Schleswig-Holsteins Finanzminister Wiegard fordert große Reform bis 2020. Kirchhof-Modell stößt in der Koalition auf geteiltes Echo

Berlin. Auf einmal wollte niemand mehr etwas wissen von dem geplanten Koalitionsgipfel, der für ein Ende des Dauerstreits sorgen sollte - vor allem beim Thema Steuern. Sowohl bei der Union als auch bei der FDP hieß es gestern: Es sei immer klar gewesen, dass die Runde nur einberufen werden sollte, wenn eine Aussicht bestehe, konkrete Ergebnisse zu präsentieren.

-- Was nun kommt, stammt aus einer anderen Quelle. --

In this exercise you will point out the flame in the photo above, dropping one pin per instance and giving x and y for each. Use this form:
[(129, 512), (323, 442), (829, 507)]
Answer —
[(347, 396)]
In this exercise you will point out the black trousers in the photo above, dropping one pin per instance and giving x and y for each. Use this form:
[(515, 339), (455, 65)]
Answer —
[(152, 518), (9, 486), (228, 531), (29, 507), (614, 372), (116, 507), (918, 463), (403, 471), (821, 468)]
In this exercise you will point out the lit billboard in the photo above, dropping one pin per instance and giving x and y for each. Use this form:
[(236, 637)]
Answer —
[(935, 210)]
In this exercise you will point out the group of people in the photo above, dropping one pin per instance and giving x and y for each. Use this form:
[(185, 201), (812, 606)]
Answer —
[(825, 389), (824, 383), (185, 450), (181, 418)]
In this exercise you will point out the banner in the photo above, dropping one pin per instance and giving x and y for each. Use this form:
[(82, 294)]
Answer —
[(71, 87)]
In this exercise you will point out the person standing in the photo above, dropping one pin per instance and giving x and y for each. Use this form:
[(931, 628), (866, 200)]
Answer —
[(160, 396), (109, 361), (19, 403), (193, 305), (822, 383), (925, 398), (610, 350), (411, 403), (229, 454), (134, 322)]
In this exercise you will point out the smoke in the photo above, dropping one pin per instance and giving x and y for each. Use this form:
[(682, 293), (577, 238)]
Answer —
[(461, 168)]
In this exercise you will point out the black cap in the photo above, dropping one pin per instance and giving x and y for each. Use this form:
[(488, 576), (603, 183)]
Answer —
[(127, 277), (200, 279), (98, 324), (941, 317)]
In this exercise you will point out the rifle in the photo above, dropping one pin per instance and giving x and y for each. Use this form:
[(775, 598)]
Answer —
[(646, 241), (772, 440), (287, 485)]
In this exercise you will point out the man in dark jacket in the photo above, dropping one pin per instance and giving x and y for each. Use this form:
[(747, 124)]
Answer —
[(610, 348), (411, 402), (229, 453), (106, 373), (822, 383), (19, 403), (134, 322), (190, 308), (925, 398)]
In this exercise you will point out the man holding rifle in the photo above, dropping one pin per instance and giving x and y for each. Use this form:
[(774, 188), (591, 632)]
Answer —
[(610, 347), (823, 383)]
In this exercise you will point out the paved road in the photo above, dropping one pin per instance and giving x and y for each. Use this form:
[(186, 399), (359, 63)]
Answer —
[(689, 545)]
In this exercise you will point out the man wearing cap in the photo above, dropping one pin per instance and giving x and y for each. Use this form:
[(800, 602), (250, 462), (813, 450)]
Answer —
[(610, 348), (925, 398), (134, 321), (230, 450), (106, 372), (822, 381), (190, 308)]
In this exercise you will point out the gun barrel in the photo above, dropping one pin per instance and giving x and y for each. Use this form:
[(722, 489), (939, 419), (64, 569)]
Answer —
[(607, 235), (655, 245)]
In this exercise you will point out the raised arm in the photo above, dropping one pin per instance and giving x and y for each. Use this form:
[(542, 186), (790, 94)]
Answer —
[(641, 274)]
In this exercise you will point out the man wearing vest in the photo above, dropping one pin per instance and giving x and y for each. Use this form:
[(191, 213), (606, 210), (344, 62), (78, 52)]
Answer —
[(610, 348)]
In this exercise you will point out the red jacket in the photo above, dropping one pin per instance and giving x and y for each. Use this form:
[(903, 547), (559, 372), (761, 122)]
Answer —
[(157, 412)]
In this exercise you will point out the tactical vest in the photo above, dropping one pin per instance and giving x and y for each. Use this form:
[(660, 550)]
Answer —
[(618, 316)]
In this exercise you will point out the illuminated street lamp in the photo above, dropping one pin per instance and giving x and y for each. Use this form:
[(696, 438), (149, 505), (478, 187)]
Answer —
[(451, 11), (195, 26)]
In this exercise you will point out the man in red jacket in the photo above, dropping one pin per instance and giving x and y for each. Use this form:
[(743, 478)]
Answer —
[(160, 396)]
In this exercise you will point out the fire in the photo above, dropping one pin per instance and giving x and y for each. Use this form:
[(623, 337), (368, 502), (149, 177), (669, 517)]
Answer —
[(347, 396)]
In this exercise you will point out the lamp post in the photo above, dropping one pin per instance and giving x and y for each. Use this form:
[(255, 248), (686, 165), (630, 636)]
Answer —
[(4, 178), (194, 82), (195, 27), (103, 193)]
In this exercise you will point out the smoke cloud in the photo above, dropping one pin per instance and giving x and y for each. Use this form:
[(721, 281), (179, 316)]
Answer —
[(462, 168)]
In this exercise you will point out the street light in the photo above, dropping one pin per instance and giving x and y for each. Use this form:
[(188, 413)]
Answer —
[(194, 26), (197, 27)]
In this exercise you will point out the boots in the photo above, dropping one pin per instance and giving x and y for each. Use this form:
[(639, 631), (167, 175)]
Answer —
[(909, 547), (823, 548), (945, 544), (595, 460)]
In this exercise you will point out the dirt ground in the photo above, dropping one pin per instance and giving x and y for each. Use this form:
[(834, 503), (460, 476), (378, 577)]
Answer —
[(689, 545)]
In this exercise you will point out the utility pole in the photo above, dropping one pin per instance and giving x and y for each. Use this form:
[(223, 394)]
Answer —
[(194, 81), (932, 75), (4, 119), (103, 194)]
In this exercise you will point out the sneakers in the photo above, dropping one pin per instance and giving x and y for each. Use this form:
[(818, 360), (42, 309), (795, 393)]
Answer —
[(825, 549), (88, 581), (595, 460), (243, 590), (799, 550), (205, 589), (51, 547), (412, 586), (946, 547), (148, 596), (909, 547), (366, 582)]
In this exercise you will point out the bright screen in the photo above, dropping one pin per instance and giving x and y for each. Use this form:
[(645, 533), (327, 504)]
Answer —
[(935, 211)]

Aus dem mit Erwartungen verbundenen Termin von Bundeskanzlerin Angela Merkel (CDU) und FDP-Chef Philipp Rösler vor der parlamentarischen Sommerpause wird nun offenbar nichts. Denn konkrete Pläne über Steuersenkungen will die Koalition erst im Herbst verkünden. So plädierte CSU-Landesgruppenchefin Gerda Hasselfeldt dafür, "dass wir keinen Schnellschuss machen, sondern eine fundierte Entscheidung treffen". Es sei nicht entscheidend, ob der Beschluss im Juli oder im September getroffen werde. Bei der FDP räumte man ein, dass die genaue Ausgestaltung der Reform sich schwierig gestalte. Es gelte aber der Entschluss der Vorsitzenden von CDU, CSU und FDP, in dieser Legislaturperiode die Bürger steuerlich zu entlasten. Auch gestern protestierten wieder mehrere Ministerpräsidenten der CDU und SPD gegen das Vorhaben.

Schleswig-Holsteins Finanzminister Rainer Wiegard (CDU) empfahl Berlin, erst bis 2020 eine Reform auszuarbeiten. "Es stört mich, wenn man in der Diskussion über Steuersenkungen nur auf diese Legislaturperiode sieht", sagte er dem Abendblatt. "Wir haben eine Vielzahl bekannter Probleme im Steuerrecht. Die sollten wir in einem einheitlichen Konzept bis 2020 lösen - 2020 deshalb, weil dann auch der Länderfinanzausgleich neu geregelt wird, die Schuldenbremse voll wirkt und der Solidarpakt Ost ausläuft." Steuervereinfachung habe dabei für ihn Vorrang.

Eine Erhöhung des Spitzensteuersatzes brachte derweil Schleswig-Holsteins CDU-Landeschef Christian von Boetticher ins Gespräch. Das neue Konzept des Staatsrechtlers Paul Kirchhof für eine radikale Vereinfachung des Steuersystems stieß auf ein geteiltes Echo. Bundesfinanzminister Wolfgang Schäuble (CDU) sagte in der Unionsfraktion nach Angaben von Teilnehmern, die Debatte darüber sollte niedriger gehängt werden. Er glaube nicht, dass Deutschland so weit sei, von allen Ausnahme-Tatbeständen im Steuerrecht Abschied zu nehmen. Der Vorstoß des früheren Verfassungsrichters, künftig nur noch Einkommen-, Erbschaft-, Umsatz- und Verbrauchsteuer zu erheben und für die Einkommensteuer einen Einheitssatz von 25 Prozent festzusetzen, wurde hingegen in der FDP gelobt. Deren Vizefraktionschef Volker Wissing sagte, im Kern stimmten die Ideen des Heidelberger Wissenschaftlers mit Überlegungen der FDP überein. Mit Kirchhofs Modell würden auch die Tausenden Paragrafen im Steuerrecht auf 146 reduziert werden. Kirchhof hatte als Unionskandidat für das Amt des Bundesfinanzministers bereits im Wahlkampf 2005 für ein vereinfachtes Steuerkonzept geworben.

Thüringens Regierungschefin Christine Lieberknecht (CDU) forderte die Umsetzung des Konzepts, auch Nord-Finanzminister Wiegard mahnte: "Man sollte sich das Konzept von Paul Kirchhof sehr genau ansehen. Es lohnt sich. Das eine oder andere Element kann durchaus auch in andere Vorschläge einfließen." Er gab aber zu bedenken, dass Deutschland nicht reif für einen einheitlichen Einkommensteuersatz sei. "Man möchte, dass der, der mehr verdient, auch einen höheren Steuersatz hat."